Data modeling

Fremantle

· Cargo · MediaWiki · modeling · data · datasets · entity-attribute-value · spreadsheets ·

I know I've said it before, but I really do find data modeling within MediaWiki with Cargo is great fun, and happens with the quick speed of normal wiki editing. It's a lot nicer (for the bulk of cases) than attempting to build a bespoke application. (Of course, I should preface all of this with some caveats about what can be done, but blah blah that can all be taken as read).

It's better to come at things from the other end, of say a small set of data in a spreadsheet. This can in many cases be easily ported into the MediaWiki idea by creating a single wiki page for each row of data, with each page containing a call to a single template. This template is where almost everything else is done.

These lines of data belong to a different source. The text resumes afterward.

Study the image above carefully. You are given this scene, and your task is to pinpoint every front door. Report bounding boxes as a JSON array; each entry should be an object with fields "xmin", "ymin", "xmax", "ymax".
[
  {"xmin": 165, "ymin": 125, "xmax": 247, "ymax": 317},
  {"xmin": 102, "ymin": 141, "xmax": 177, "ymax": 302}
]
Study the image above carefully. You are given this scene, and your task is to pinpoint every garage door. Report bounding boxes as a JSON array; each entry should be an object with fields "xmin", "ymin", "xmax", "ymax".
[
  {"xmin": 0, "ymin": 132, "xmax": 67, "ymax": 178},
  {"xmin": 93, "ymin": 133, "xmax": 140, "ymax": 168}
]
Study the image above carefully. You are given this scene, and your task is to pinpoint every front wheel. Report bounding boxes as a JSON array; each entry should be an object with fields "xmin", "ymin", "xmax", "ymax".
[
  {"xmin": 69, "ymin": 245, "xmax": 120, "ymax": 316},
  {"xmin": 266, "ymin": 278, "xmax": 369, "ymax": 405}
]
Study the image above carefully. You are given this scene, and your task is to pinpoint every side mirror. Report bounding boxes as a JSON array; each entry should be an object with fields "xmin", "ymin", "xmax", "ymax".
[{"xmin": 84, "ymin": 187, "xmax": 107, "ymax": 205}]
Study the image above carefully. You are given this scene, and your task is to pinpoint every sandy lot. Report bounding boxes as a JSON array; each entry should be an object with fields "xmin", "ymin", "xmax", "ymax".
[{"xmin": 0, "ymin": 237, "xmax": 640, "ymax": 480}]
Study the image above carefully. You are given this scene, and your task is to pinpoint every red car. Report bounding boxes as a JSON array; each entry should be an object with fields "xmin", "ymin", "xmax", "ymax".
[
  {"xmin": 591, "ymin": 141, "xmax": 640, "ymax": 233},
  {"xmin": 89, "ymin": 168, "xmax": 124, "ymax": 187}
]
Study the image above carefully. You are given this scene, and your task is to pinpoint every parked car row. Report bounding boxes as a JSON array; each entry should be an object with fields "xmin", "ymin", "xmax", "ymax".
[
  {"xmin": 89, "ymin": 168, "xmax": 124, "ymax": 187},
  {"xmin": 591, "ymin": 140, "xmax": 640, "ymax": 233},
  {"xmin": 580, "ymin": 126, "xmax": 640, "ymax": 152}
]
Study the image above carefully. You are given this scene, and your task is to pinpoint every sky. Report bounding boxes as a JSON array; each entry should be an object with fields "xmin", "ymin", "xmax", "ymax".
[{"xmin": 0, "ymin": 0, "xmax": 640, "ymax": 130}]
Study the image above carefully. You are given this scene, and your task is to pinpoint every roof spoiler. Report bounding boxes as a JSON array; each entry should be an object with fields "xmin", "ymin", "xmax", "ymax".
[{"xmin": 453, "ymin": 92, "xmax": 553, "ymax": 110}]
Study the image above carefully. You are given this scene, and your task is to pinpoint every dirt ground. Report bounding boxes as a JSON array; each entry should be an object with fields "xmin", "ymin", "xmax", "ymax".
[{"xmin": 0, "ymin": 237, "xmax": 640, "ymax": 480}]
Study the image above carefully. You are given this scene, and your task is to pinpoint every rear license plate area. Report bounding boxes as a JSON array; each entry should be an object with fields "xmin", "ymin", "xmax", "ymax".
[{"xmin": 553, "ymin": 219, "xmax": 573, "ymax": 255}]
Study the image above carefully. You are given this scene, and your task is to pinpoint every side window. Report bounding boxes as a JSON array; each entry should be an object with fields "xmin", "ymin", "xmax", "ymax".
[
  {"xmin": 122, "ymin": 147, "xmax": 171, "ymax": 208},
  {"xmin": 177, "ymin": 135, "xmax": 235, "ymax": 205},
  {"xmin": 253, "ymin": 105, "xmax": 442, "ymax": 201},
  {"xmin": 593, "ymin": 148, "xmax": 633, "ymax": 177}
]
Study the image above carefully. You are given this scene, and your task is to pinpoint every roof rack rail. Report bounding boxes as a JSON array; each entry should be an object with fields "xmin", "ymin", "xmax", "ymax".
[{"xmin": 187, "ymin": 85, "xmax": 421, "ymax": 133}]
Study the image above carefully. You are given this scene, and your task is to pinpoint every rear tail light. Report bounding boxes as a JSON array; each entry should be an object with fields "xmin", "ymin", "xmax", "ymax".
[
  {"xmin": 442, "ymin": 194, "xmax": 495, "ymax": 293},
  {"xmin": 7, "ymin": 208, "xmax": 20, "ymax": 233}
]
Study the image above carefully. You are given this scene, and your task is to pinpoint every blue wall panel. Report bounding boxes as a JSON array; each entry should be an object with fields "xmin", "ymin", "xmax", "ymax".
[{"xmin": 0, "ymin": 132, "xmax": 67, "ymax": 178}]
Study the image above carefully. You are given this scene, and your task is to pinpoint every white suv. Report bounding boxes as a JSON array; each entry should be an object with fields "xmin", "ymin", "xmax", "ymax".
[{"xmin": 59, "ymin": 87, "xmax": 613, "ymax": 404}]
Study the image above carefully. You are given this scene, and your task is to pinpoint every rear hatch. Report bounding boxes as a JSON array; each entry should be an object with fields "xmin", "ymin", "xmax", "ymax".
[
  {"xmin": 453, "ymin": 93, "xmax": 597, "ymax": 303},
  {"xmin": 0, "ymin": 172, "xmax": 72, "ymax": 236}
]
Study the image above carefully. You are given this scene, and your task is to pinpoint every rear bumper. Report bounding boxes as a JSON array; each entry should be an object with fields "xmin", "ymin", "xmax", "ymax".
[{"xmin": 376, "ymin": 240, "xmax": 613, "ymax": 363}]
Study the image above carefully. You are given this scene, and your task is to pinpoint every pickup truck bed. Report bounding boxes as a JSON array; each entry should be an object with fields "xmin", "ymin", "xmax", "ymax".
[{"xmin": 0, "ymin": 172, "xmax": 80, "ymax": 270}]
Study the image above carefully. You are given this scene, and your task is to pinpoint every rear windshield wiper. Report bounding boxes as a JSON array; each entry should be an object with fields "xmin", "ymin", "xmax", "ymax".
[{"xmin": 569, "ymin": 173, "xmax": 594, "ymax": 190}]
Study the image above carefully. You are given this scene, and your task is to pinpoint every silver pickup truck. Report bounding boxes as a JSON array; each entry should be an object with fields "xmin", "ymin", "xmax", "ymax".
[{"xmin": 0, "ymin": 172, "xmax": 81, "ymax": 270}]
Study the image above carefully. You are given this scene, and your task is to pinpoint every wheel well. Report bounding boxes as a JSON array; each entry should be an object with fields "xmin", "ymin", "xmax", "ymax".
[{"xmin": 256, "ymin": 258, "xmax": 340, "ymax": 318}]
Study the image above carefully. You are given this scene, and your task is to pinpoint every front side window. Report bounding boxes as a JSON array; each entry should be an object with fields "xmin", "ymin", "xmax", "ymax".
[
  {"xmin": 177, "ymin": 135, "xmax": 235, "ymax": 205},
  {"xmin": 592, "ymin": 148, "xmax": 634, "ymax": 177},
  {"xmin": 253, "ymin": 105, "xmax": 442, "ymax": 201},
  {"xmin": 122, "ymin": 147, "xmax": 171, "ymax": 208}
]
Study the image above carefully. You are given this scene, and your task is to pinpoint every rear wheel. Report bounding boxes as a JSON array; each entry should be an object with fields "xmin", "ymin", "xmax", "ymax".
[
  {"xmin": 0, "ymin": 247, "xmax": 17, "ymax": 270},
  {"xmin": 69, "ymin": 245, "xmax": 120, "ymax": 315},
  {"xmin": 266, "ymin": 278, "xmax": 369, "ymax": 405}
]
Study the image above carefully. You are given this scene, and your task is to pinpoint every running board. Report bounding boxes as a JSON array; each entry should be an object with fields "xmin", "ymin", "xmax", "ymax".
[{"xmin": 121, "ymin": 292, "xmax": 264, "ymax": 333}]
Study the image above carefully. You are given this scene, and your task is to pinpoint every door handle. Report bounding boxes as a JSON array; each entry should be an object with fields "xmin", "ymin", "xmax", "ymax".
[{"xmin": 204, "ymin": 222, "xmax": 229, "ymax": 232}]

One weird thing about it is that it's sort of closer to a EVA schema than a normal table, because each record can (but really shouldn't) have different attributes. This is a good thing from a point of view of tracking changes over time to the data, because changes to attribute names as well as their values are tracked in the page history. Of course, it also means that one has to do more scripting for some types of data modification, but for the most part that's not very hard.

Today the thing I'm enjoying about it is that it's perfectly easy to set up a new template and table and things for any quite small dataset. That means that data is given the structure it needs, rather than being munged into some more generic schema. (I guess this will also probably come back to bite me one day too, because I'll have separate things that don't fit together! But oh well.)

The other weird bit about Cargo is that it almost does away with the need to have categories in MediaWiki. I'm not sure if that's a good thing or not. So far I'm loving the extra flexibility I get with 'keywords' that are usually tied to mainspace pages.